My guess is you’re throwing your hands up in horror and a voice inside you is saying loudly, ‘oh no, I can’t do that.’

Some reassurance
And to assure you that I’m not living in some sort of fantasy world, let me tell you three things;

  • I’ve stood where you’re standing now, telling myself that I’ll never be happy;
  • Despite 6 unsuccessful rounds of IVF and losing both parents, I can truly say that I am at peace with my past; I know who I am and I’m living a life I absolutely love;
  • It’s not just me saying this, others have walked this path, and they are also showing up in the world as themselves and living a fulfilling life without the children they desperately wanted.

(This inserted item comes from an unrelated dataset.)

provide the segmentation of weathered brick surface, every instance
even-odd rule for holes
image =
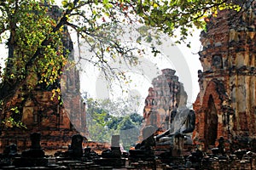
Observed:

When we finished IVF there were far fewer resources than there are now. I’m not a big fan of forums, meeting face to face is what helps me best. I met some wonderful women through More To Life; however we were all at a similar stage in our healing journey so there was no one to look to as a mentor or guide. Sometimes we would play the ‘name the childless woman’ game and our answers would include women like Helen Mirren, Dolly Parton and the like. It was all very well to see famous women, but really, what do I have in common with them?

If you can see it, you can do it
I know from experience that achieving something in life is easier if you can follow a path laid down by someone else. So I started collecting what I call Inspirational Stories, stories of real childless women who have stood where you’re standing now, hiding themselves, but are now showing up happily in their life.

I’ve used these stories as a basis to write Finding Joy Beyond Childlessness; Inspiring Stories to Guide You to a Fulfilling Life. In the process of writing I’ve dug deep into those things the story tellers had in common; subjects such as grief, letting go, self-acceptance, connecting to my body, writing and gratitude.

I want to show readers that it is possible to have a fulfilling life, and, using these women as examples, how to make it happen. So I use my life experience, the experiences of other 19 childless women (including August), and my skills as a coach and NLP Master Practitioner to gently guide readers through their pain, using practical advice and exercises and help them to reach the other side and find their joy.

And only you can do it
I’ve come out the other side a completely different person; I am now closer to being the true, authentic Lesley. I am finally comfortable in my own skin and confident when I say that ‘I absolutely love my life, the adventures I’m having and I’m excited about what will happen next.’

It makes me so sad when I hear childless women say that they will never be happy.

I want you to know that it’s not true.

Coming to terms with a childless life changes you. The storytellers and I have made the most of these changes to become the most beautiful we can be. I hope you take the opportunity to do this too.